The social decision is one peculiar to Princeton. It is whether one will choose to take meals in a dining hall, eating club or pursue one of the independent eating options, though the question is often reduced to “Will you join an eating club?” That reduction betrays an oft polarizing thought regarding the clubs, which is that they are the conventional, and perhaps safest way for an upperclassman to pursue social life here. Some definitely think so, and others certainly think not. I was unsure. I do not know much about the clubs, having visited none this year and less than five times as a freshman. However, I did have quite the curiosity about this process that others have more definite opinions about, so I thought if I were to talk with substance about this side of Princeton that I needed a first-hand experience. I talked to a few friends about which place I should try to bicker (the name of the process used for clubs that are selective, as opposed to the process used by clubs that accept members on a first-come, first-served basis), and so I decided on Ivy Club. Set midway down Prospect Avenue, their selective process was supposed to consist of 10 interviews and be light on playful revelries.

The bicker process started on Sunday and was to continue for the next two nights. As I said earlier, I was quite into Boethius as Lady Philosophy led him to the point in which he could forsake matters of fortune and gain an understanding of what was actually worthwhile in life. Consequently, I missed the first day of bickering.

Around 7 p.m. the next evening I walked with the bickering throng onto Prospect Avenue and soon arrived at the steps to the mansion with the strobe navigation light out front. After a loud welcome, I found a very good friend who  told me what do: fill out this paper with a few interests (aesthetics, running, architecture), hand it in and be interviewed.

For the next few hours I had a series of conversations all over the various parts of the clubhouse mostly about my own interests with forays into more general topics. Save for a rather mundane tripartite question from one interviewer and a contest of charades, this is how the night went on in rather pleasant conversation. After a seventh interview, I was quite tired and so the last three would be for the final day of bicker.

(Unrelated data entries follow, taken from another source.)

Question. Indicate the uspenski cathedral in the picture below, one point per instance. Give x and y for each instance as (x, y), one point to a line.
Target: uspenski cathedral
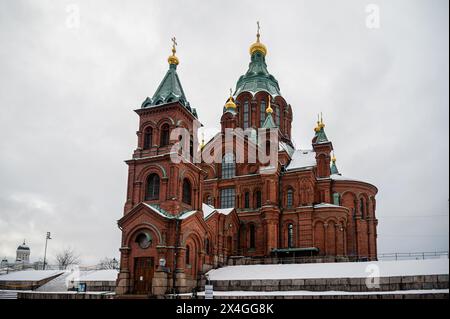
(184, 217)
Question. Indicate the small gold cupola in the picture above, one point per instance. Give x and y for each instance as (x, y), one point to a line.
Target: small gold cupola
(230, 102)
(258, 46)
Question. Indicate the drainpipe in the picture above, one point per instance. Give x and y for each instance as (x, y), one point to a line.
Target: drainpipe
(280, 205)
(175, 255)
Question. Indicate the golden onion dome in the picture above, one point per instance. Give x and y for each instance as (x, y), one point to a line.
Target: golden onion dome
(258, 46)
(172, 58)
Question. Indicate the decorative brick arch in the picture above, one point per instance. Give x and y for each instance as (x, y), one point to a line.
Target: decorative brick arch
(143, 226)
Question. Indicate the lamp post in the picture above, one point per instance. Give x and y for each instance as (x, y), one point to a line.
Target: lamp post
(45, 252)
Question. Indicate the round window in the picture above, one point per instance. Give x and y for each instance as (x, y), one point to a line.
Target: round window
(144, 240)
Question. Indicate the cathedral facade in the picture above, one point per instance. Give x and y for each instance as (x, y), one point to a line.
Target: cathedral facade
(185, 215)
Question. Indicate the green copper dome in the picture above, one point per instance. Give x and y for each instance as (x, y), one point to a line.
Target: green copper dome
(257, 78)
(169, 91)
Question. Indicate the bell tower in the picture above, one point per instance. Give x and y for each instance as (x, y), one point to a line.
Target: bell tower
(162, 171)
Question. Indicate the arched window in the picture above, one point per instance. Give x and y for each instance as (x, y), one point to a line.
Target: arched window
(290, 235)
(191, 146)
(277, 116)
(258, 199)
(148, 136)
(187, 192)
(207, 246)
(246, 115)
(209, 200)
(290, 198)
(361, 208)
(247, 200)
(152, 191)
(262, 113)
(165, 134)
(228, 166)
(188, 255)
(252, 236)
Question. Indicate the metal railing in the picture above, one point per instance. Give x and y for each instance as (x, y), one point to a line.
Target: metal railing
(242, 260)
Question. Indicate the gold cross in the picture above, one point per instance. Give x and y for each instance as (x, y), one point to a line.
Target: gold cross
(174, 41)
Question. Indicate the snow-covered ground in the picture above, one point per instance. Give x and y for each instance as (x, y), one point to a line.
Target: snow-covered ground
(333, 270)
(100, 275)
(29, 275)
(321, 293)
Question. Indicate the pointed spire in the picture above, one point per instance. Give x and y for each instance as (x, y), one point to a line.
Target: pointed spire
(230, 105)
(173, 60)
(170, 89)
(269, 109)
(320, 136)
(258, 46)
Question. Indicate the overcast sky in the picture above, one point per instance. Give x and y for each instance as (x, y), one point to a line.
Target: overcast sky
(68, 91)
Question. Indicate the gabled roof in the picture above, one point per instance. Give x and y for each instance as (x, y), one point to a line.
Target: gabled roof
(302, 159)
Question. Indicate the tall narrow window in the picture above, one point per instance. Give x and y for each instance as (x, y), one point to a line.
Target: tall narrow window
(290, 235)
(187, 192)
(152, 191)
(227, 198)
(247, 200)
(252, 236)
(165, 133)
(277, 116)
(148, 136)
(361, 208)
(290, 198)
(207, 246)
(258, 199)
(191, 146)
(246, 115)
(262, 113)
(188, 255)
(228, 166)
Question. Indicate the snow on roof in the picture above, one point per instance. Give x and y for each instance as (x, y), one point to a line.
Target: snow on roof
(338, 177)
(207, 210)
(157, 211)
(30, 275)
(331, 270)
(100, 275)
(236, 293)
(302, 159)
(187, 214)
(225, 211)
(326, 205)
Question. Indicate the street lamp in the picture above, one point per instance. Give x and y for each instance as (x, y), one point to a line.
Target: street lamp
(45, 252)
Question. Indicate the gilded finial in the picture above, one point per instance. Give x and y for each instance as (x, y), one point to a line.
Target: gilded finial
(321, 125)
(173, 59)
(317, 128)
(269, 109)
(230, 102)
(258, 46)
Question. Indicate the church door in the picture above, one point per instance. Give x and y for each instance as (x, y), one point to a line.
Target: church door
(143, 275)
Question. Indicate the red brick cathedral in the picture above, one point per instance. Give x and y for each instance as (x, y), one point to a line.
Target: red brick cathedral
(183, 218)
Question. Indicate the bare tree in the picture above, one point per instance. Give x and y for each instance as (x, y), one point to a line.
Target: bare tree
(66, 258)
(108, 263)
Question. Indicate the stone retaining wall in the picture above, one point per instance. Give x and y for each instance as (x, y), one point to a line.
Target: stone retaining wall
(338, 284)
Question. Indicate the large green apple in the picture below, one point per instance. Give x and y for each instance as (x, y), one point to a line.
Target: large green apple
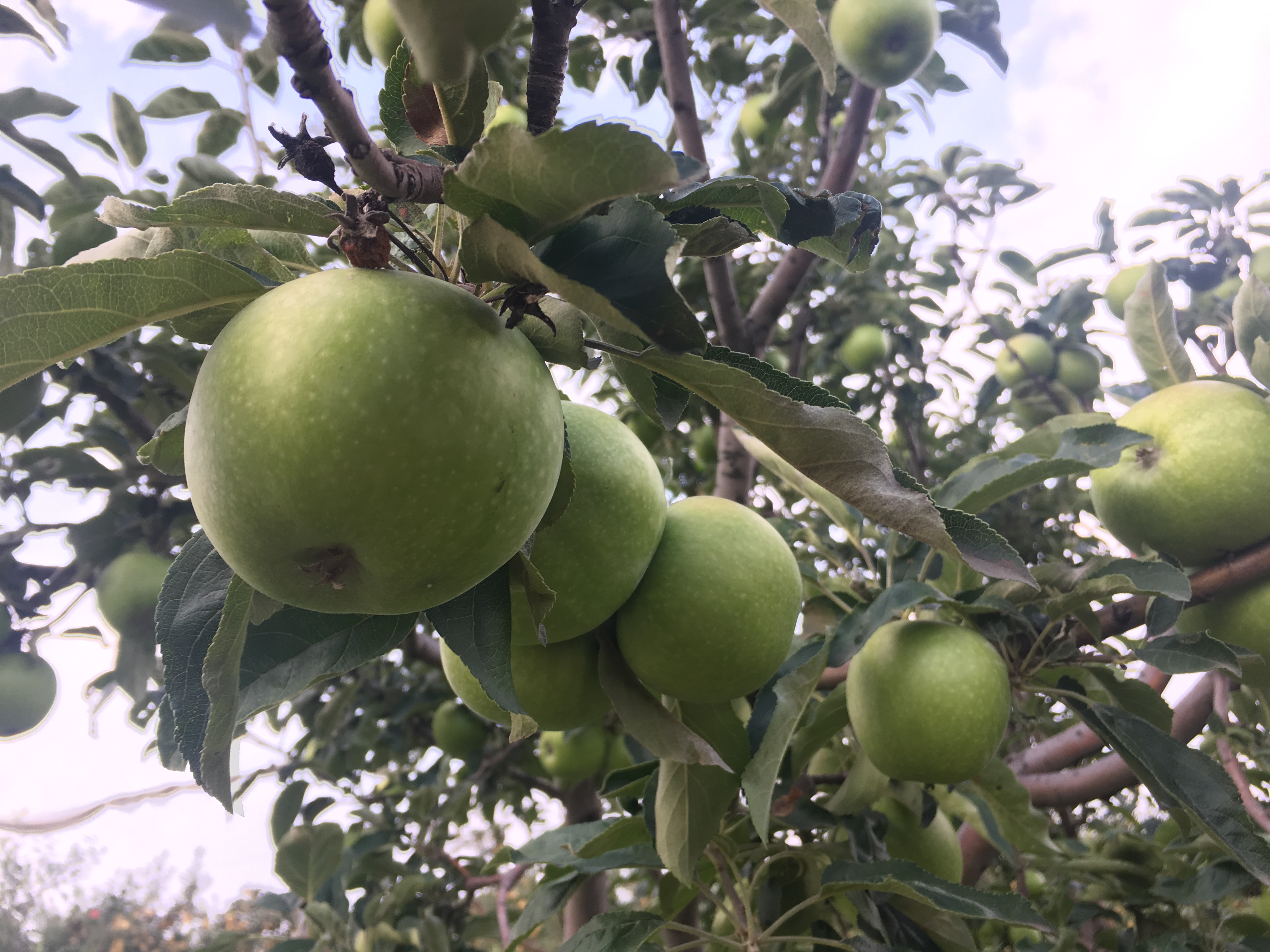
(558, 685)
(381, 31)
(1241, 617)
(458, 732)
(929, 701)
(864, 349)
(28, 688)
(595, 555)
(575, 756)
(1122, 285)
(1192, 492)
(714, 616)
(935, 848)
(884, 42)
(366, 441)
(128, 592)
(1030, 349)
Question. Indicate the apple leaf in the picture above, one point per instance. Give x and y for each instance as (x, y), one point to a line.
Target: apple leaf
(536, 184)
(993, 478)
(56, 314)
(294, 649)
(792, 694)
(613, 267)
(906, 879)
(226, 205)
(221, 685)
(1151, 326)
(1175, 774)
(818, 434)
(646, 718)
(186, 621)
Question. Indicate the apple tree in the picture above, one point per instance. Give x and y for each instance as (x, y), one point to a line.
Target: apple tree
(813, 634)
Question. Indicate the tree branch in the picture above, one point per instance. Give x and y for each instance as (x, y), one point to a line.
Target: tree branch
(296, 35)
(549, 54)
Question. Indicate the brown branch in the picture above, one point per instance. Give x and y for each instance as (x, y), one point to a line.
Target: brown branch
(549, 54)
(1222, 709)
(296, 35)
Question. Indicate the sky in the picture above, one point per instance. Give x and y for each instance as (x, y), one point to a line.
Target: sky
(1103, 101)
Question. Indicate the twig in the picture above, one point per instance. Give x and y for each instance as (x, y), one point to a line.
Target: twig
(549, 53)
(1222, 709)
(296, 35)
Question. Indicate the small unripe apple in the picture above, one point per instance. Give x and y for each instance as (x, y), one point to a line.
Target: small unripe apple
(28, 688)
(1079, 370)
(1191, 492)
(575, 756)
(935, 848)
(1123, 285)
(716, 612)
(1023, 357)
(864, 349)
(558, 685)
(381, 31)
(929, 701)
(458, 732)
(884, 42)
(752, 121)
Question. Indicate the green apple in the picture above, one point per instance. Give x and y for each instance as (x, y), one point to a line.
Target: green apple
(1123, 285)
(21, 400)
(128, 592)
(929, 701)
(884, 42)
(558, 685)
(1241, 617)
(343, 455)
(1188, 492)
(595, 555)
(752, 121)
(575, 756)
(1080, 370)
(458, 732)
(935, 848)
(864, 349)
(28, 688)
(381, 31)
(714, 616)
(1024, 357)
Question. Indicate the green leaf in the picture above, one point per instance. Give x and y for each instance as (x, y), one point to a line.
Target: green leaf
(906, 879)
(644, 717)
(792, 692)
(615, 932)
(993, 478)
(186, 621)
(309, 856)
(1175, 774)
(171, 46)
(229, 206)
(536, 184)
(1184, 654)
(478, 627)
(167, 451)
(294, 649)
(1251, 310)
(820, 436)
(804, 20)
(49, 315)
(180, 102)
(221, 683)
(613, 267)
(1151, 326)
(129, 131)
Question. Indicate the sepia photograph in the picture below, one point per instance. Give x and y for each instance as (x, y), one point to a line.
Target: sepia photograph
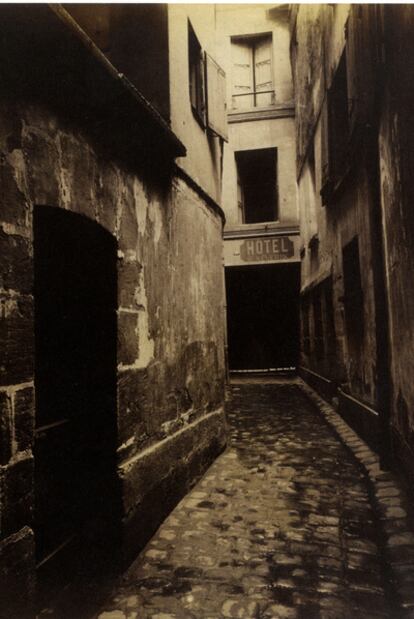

My second day was quite like the first, though brief, as I had only to talk to three people. After a bit of talk on Slavic studies, ballet and the London skyline, I was back in the night air interspersed with the festive bickering of the other clubs along the street. Against expectation, I enjoyed the process, but therein lay the appeal of clubs. They are a chance to self-select into a community of people of similar interests out of a larger University community one may at times feel adrift in. And so for that opportunity I hoped to get in.

Two days later I woke up as I normally do for my morning run and found a note slipped under my door. My first thought was how unpleasant it must have been to be on deliveries some time between 10:30 p.m. and 4:30 a.m. I opened the envelope and the letterhead read “THE IVY CLUB,” the middle informed me that I was not selected, and the end was a salutary message from the club’s president. I put the note down, smiled at Lady Philosophy then onto teeth, push-ups, laces and out running as always. I took a different route this time, and found the views of Princeton from this new path quite nice and lovely as the sun brought the day’s blue morning. New paths, those are the ones I seek now. Beaten avenues are good, but when circumstance or choice puts us on new ones, well we may as well make them good, too, as there are so many here.